Ben watched Caleb while the doctor stitched me up, both my stomach and my vaginal tear. My epidural was wearing off and I was feeling more than I really wanted to, but I was thankful that I didn't have to puke like I did after Wesley's birth. I also didn't have the shakes as bad.



Caleb was born at 7:35 am, on his due date, March 12, 2016. He weighed in at 9 lbs 12 oz, and was 21 inches long. He had a surprising amount of hair and it was pretty dark, even redder than any of our other kids. He was loud, just like our other kids!
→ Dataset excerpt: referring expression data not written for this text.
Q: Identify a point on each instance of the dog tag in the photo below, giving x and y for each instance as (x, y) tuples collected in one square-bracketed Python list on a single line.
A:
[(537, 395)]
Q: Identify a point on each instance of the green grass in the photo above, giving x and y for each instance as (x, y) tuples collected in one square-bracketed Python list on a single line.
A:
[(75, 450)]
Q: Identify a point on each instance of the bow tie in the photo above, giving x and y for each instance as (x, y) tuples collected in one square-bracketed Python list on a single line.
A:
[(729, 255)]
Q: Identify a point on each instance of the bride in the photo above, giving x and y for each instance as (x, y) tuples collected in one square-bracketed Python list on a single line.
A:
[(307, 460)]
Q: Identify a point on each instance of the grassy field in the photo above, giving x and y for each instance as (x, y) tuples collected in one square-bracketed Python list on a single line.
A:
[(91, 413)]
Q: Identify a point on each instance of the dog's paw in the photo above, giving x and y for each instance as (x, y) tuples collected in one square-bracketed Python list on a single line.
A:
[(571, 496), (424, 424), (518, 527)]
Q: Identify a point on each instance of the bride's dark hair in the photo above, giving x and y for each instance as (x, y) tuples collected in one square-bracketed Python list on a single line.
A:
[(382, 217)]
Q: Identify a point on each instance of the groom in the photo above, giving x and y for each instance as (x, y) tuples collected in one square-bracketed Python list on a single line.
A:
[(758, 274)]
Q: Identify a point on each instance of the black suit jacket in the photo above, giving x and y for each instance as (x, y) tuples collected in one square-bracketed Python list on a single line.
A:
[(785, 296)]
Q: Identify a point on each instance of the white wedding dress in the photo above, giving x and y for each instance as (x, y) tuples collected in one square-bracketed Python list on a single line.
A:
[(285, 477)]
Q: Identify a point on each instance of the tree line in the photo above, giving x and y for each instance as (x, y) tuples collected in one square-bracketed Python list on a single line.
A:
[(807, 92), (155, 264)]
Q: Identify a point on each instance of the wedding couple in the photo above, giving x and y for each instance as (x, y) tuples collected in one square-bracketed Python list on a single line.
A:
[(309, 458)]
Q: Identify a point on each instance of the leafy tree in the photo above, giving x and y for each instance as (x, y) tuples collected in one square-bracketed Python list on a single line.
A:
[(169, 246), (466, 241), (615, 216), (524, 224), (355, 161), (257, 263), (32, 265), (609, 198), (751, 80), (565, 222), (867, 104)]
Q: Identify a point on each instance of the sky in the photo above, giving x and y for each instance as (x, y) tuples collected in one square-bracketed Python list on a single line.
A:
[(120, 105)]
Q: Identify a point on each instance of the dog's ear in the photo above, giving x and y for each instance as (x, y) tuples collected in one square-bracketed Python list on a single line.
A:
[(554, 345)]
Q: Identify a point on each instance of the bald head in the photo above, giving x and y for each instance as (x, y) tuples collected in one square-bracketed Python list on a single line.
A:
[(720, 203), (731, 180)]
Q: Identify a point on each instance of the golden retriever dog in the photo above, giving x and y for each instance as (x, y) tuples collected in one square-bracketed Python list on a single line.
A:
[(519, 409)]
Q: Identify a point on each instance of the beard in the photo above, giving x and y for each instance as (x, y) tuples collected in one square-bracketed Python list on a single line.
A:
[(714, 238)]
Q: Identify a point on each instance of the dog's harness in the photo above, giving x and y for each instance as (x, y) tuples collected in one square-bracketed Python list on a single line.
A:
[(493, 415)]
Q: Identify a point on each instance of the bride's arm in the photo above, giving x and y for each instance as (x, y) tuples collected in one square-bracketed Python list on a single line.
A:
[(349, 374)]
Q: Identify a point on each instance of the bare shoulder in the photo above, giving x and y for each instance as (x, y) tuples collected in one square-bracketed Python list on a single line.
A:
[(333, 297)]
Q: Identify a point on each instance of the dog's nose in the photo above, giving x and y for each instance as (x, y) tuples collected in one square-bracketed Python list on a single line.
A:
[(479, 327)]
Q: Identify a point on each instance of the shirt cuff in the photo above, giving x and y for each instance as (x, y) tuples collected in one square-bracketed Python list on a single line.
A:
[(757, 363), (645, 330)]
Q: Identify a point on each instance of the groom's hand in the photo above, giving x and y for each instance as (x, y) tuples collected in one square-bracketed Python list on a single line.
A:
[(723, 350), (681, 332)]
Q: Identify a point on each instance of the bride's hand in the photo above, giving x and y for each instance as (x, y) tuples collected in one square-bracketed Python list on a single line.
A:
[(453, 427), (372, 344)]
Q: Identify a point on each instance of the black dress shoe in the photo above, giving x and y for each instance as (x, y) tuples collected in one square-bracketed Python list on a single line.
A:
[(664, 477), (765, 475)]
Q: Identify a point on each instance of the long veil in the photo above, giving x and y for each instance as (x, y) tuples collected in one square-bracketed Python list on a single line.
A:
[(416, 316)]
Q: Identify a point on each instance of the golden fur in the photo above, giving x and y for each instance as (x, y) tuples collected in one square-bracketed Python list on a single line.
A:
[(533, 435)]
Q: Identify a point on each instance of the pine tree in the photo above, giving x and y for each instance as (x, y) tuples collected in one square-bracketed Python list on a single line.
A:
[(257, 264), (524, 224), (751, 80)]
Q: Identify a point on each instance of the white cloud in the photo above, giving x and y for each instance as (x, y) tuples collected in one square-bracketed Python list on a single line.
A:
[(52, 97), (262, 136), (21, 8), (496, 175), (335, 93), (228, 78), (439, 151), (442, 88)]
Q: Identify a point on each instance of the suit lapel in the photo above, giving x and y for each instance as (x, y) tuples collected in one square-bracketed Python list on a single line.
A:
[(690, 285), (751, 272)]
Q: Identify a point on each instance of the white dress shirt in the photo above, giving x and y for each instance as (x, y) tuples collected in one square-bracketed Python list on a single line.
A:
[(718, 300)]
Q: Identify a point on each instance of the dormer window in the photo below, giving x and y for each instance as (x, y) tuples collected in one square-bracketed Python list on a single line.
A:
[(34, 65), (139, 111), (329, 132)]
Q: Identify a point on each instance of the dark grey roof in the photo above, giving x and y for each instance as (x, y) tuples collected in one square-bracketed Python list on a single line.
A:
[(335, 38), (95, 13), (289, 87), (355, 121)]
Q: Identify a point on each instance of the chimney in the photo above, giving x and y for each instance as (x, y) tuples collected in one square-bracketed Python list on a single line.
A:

After I was settled in the recovery room I held and nursed him to my heart's content. Just like his brother, he was a champion nurser from the get go. I also had one of the quickest recoveries that the nurses there had ever seen. I give absolute credit to the exercising I had done during my third trimester to help control my gestational diabetes. It became clear to me pretty quickly that my physical recovery from this cesarean would go much more smoothly that my previous one.

Ben brought my mom and the kids to visit their new brother that afternoon. They did the birthday dance for him. It was so sweet to see each of my babies love on their new brother.


We spent two days in the hospital and took Caleb home on Pi Day, complete with all of us wearing our Pi Day shirts.

The next few weeks were spent sleeping, eating, and taking pictures of sweet Caleb. At his two week appointment Caleb was weighing in at over 11 lbs, so clearly all of this relaxing was paying off for him.

Ben's Dad flew in the weekend of April 3, on which Sunday we blessed Caleb in church. I was so grateful that both my Mom and Don were able to be with us on that special Sunday. They both flew back home early Tuesday morning.


And just like that we were a family of six.